AUTHOR=Tran Hong-Nhung , Nguyen Quy-Hoai , Jeong Yongsu
TITLE=Dbx1 is a dorsal midbrain-specific determinant of GABAergic neuron fate and regulates differentiation of the dorsal midbrain into the inferior and superior colliculi
JOURNAL=Frontiers in Cell and Developmental Biology
VOLUME=12
YEAR=2024
URL=https://www.frontiersin.org/journals/cell-and-developmental-biology/articles/10.3389/fcell.2024.1336308
DOI=10.3389/fcell.2024.1336308
ISSN=2296-634X
ABSTRACT=
The mechanism underlying the differentiation of the dorsal midbrain into two morphologically and functionally distinct compartments, the inferior colliculus (IC) and superior colliculus (SC), which process auditory and visual information, respectively, remains largely unexplored. By using null and conditional alleles, we uncover the roles of a homeodomain transcription factor Dbx1 in the regulation of IC and SC differentiation. We show that Dbx1 regulates GABAergic neuron development in the dorsal midbrain. In the absence of Dbx1 function, the dorsal-most m1-m2 progenitor domains in the midbrain fail to activate GABAergic neuron-specific gene expression and instead switch to a glutamatergic phenotype. These results identify Dbx1 as a dorsal midbrain-specific GABAergic determinant that regulates the selector genes, Helt, Gata2, and Tal2. Furthermore, we demonstrate that maturation of the dorsal midbrain into the IC and SC is dependent on Dbx1. Null mutation of Dbx1 impairs the identity and fate of IC and SC neurons. Surprisingly, Dbx1 is required for preventing IC into SC fate switch and thus Dbx1-deficient IC neurons undergo acquisition of SC identity.

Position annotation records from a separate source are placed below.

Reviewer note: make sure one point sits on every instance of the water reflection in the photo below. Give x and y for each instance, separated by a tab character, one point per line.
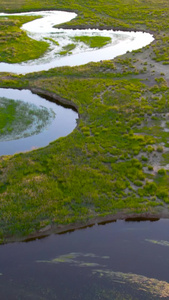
117	261
64	122
42	29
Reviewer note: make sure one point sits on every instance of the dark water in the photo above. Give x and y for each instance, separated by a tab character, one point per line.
63	124
122	260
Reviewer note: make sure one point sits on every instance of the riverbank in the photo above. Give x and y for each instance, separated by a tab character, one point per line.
62	229
116	159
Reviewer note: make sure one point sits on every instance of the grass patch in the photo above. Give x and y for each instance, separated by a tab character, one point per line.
107	163
93	41
15	45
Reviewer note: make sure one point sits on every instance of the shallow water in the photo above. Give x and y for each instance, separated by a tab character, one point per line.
122	260
64	122
121	42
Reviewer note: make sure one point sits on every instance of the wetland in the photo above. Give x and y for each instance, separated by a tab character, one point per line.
116	159
115	163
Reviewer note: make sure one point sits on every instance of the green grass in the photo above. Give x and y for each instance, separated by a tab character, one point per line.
67	49
15	46
93	41
108	164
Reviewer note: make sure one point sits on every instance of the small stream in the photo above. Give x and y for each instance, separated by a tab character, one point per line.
64	122
42	29
120	260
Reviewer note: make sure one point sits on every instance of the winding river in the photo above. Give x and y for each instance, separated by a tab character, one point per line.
42	29
62	124
120	260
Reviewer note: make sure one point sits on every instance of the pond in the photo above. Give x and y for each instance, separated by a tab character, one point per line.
62	124
120	260
66	46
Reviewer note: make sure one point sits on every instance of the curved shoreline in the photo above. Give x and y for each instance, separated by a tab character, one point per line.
63	109
62	229
58	99
41	29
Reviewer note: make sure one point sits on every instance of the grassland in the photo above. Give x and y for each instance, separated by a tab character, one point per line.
15	46
116	159
93	41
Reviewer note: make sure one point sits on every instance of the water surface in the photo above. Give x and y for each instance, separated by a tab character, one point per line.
63	124
42	28
122	260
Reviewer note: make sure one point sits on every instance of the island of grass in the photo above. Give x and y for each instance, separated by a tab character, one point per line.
93	41
19	119
15	45
115	163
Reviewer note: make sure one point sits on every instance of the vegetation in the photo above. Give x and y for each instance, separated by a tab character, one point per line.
116	158
15	46
93	41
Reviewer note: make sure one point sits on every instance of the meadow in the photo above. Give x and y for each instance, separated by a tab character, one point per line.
116	159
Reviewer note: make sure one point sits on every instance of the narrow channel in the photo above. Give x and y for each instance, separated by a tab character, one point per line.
42	29
62	124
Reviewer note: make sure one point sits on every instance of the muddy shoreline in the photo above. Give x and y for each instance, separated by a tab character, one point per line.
62	229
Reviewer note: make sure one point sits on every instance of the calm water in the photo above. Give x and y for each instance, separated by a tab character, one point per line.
42	29
122	260
64	122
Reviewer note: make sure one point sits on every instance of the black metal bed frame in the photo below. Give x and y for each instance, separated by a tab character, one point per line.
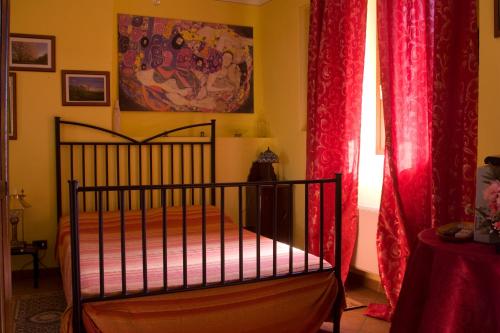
167	191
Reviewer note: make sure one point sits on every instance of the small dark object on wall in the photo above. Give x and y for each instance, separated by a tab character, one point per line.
492	160
41	244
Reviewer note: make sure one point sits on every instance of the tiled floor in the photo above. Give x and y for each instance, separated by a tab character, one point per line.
352	321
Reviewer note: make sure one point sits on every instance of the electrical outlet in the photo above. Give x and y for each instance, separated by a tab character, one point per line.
41	244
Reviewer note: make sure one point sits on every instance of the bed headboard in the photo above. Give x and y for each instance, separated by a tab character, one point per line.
113	159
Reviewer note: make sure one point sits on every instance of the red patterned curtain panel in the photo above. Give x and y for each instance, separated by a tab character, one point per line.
429	74
336	59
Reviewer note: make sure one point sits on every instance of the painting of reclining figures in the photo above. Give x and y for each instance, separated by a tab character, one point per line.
184	66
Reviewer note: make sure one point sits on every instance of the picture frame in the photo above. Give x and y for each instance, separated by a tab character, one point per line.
12	107
497	17
32	53
85	88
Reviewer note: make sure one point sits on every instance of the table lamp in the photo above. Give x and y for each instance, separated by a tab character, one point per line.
262	169
17	204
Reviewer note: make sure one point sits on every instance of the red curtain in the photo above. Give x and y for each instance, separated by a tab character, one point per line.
429	75
336	59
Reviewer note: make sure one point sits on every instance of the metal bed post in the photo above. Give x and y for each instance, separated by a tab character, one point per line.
212	160
337	313
75	257
58	167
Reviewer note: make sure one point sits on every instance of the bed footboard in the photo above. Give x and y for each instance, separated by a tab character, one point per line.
299	261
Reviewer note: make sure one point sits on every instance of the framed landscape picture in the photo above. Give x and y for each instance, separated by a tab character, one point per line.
85	88
12	107
32	53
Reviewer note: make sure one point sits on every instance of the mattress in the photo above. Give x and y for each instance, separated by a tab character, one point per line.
320	289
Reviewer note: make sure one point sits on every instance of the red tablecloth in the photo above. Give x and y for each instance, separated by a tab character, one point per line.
449	288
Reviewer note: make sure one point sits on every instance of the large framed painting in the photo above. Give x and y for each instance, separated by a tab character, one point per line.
32	53
12	107
185	66
85	88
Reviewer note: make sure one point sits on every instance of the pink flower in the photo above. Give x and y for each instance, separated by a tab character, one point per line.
492	196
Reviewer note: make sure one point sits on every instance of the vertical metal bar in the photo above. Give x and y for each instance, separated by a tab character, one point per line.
257	248
140	163
164	237
151	175
212	159
75	255
202	162
84	194
290	229
129	180
58	167
144	245
101	248
338	226
204	235
192	173
95	175
306	230
71	162
321	226
337	307
182	163
240	231
202	165
107	176
275	225
118	174
222	237
121	196
161	164
171	174
184	240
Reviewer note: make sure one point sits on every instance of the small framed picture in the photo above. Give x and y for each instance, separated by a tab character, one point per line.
32	53
85	88
12	107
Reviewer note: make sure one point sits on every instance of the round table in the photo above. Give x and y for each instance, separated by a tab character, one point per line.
449	288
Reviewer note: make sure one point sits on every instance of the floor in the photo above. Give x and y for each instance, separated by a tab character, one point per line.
352	321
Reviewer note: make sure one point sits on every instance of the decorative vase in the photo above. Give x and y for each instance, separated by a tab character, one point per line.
487	175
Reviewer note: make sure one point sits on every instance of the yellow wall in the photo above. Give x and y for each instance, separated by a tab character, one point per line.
489	84
284	63
86	39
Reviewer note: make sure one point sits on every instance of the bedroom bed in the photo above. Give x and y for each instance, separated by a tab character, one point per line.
148	222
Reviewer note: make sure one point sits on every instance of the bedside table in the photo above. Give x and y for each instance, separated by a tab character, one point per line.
31	250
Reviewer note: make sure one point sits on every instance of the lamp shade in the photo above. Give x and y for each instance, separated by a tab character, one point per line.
268	156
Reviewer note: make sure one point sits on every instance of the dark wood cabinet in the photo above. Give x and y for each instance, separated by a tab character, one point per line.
266	200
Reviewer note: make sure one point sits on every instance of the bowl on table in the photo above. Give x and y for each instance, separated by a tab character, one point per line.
456	232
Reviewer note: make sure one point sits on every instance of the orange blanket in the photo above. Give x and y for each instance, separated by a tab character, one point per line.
315	292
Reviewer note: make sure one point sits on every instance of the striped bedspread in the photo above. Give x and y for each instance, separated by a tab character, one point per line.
89	251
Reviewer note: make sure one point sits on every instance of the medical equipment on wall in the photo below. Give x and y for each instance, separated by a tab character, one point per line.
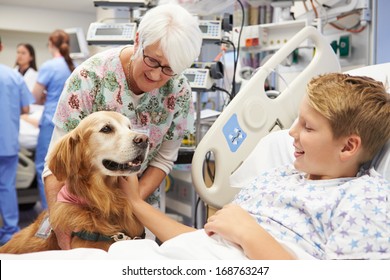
199	78
271	36
211	29
111	33
251	115
125	3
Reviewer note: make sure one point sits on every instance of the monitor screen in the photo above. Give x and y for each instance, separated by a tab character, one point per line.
78	43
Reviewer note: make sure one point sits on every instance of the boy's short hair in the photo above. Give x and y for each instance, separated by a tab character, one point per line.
353	105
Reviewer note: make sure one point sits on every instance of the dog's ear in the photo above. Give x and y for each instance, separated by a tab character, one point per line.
64	159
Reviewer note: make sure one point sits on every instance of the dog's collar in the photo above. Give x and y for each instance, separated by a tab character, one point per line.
95	236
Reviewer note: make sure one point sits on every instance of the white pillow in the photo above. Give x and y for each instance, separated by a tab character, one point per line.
277	149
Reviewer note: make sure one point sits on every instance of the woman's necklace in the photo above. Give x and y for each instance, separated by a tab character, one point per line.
128	75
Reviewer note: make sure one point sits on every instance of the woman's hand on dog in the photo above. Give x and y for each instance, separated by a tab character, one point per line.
130	186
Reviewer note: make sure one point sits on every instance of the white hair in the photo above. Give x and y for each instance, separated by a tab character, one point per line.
177	32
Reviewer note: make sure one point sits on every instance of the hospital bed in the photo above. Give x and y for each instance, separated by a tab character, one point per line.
260	146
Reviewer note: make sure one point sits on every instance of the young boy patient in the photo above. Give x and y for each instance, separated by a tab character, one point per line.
326	204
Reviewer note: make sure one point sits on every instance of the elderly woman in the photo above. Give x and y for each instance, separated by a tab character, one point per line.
144	83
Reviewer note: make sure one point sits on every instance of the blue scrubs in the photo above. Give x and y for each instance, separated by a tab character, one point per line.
53	75
14	95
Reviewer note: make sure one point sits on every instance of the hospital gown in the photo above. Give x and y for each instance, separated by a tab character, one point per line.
345	218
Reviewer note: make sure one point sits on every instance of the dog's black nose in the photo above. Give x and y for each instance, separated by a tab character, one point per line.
141	141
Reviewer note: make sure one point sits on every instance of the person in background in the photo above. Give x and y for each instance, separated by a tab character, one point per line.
26	64
52	76
15	100
144	82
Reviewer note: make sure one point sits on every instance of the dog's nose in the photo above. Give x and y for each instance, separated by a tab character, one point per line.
141	141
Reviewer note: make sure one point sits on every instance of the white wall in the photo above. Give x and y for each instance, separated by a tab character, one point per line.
31	25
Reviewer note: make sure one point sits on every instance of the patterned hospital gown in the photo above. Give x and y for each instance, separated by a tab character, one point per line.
99	84
346	218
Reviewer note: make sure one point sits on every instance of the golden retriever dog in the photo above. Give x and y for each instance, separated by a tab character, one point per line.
89	160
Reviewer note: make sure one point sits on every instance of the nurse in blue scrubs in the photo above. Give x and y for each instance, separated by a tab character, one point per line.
15	100
52	76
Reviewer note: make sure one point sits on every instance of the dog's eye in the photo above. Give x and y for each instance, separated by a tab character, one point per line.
106	129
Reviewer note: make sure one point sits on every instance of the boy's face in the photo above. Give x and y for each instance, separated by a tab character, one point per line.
316	152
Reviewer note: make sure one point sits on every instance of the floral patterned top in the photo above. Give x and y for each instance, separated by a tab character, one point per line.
100	84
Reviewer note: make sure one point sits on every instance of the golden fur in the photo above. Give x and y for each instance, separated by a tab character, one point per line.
90	159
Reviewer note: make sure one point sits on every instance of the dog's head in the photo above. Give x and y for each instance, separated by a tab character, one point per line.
103	143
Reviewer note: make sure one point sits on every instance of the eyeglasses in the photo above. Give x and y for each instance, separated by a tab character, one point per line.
153	63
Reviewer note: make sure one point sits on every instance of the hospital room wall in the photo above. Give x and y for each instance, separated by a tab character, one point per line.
31	25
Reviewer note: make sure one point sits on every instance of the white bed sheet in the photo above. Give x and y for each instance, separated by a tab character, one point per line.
189	246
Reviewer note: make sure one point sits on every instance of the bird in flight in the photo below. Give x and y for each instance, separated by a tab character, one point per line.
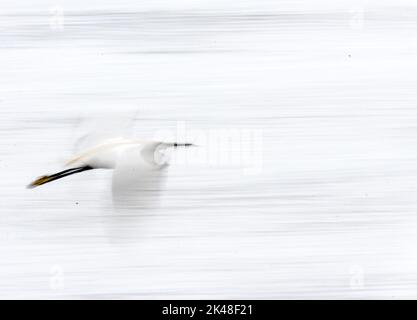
106	154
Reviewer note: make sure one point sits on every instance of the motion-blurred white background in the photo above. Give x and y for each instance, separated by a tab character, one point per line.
323	205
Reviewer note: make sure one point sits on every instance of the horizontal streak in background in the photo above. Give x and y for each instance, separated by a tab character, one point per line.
331	213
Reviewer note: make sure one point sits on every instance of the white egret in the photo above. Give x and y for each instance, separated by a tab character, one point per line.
105	156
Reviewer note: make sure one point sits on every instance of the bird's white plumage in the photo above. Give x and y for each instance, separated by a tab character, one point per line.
106	154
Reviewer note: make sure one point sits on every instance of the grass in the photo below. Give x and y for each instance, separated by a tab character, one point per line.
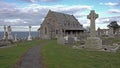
61	56
10	56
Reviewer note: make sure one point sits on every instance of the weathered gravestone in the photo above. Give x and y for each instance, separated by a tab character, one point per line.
93	42
29	36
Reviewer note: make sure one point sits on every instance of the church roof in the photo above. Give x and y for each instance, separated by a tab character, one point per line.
66	21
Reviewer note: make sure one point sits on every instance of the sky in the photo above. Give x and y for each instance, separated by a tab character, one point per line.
22	13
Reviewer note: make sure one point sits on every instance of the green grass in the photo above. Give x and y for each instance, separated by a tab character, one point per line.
10	56
62	56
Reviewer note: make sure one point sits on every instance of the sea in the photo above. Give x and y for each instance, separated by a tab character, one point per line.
21	34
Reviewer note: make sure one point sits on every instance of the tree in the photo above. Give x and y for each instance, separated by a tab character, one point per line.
113	25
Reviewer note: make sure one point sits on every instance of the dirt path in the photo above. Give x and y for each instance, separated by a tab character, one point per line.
31	59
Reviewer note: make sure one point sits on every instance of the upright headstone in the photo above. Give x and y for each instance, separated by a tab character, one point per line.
9	32
93	42
29	36
4	36
15	38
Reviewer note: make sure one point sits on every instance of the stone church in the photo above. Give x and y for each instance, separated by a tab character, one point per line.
58	24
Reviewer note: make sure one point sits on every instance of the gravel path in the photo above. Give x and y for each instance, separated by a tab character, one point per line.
31	59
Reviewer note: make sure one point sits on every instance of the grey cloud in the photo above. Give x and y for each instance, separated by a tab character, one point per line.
32	1
113	11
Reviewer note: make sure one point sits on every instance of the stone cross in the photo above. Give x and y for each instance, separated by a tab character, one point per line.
92	16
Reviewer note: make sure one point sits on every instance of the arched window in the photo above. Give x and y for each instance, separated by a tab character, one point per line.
45	30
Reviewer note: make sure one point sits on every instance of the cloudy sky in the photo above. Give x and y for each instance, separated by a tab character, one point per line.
22	13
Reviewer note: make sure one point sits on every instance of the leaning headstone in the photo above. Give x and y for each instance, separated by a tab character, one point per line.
93	42
29	36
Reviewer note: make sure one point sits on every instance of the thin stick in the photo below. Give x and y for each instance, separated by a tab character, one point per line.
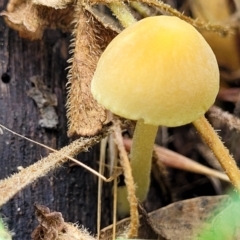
211	138
114	202
10	186
84	140
133	202
101	171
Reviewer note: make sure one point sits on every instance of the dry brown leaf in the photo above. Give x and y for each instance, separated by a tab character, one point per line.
176	160
225	48
31	20
183	220
85	115
53	3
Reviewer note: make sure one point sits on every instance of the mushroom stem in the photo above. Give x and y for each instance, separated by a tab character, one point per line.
141	157
211	138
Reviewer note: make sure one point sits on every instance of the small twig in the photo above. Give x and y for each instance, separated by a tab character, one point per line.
101	171
105	132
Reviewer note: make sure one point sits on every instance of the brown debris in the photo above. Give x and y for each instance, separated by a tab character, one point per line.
85	116
52	227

Conditional inactivation of Dbx1 at late developmental phase leads to alteration in the identity and fate of the IC, but not the SC. These results suggest that SC differentiation is dependent on the early function of Dbx1, and that the IC requires the prolonged action for its normal formation. Furthermore, we uncover that Tcf7l2 acts downstream of Dbx1 selectively to promote IC differentiation. Altogether, our study identifies a molecular mechanism underlying spatial and temporal control of dorsal midbrain development.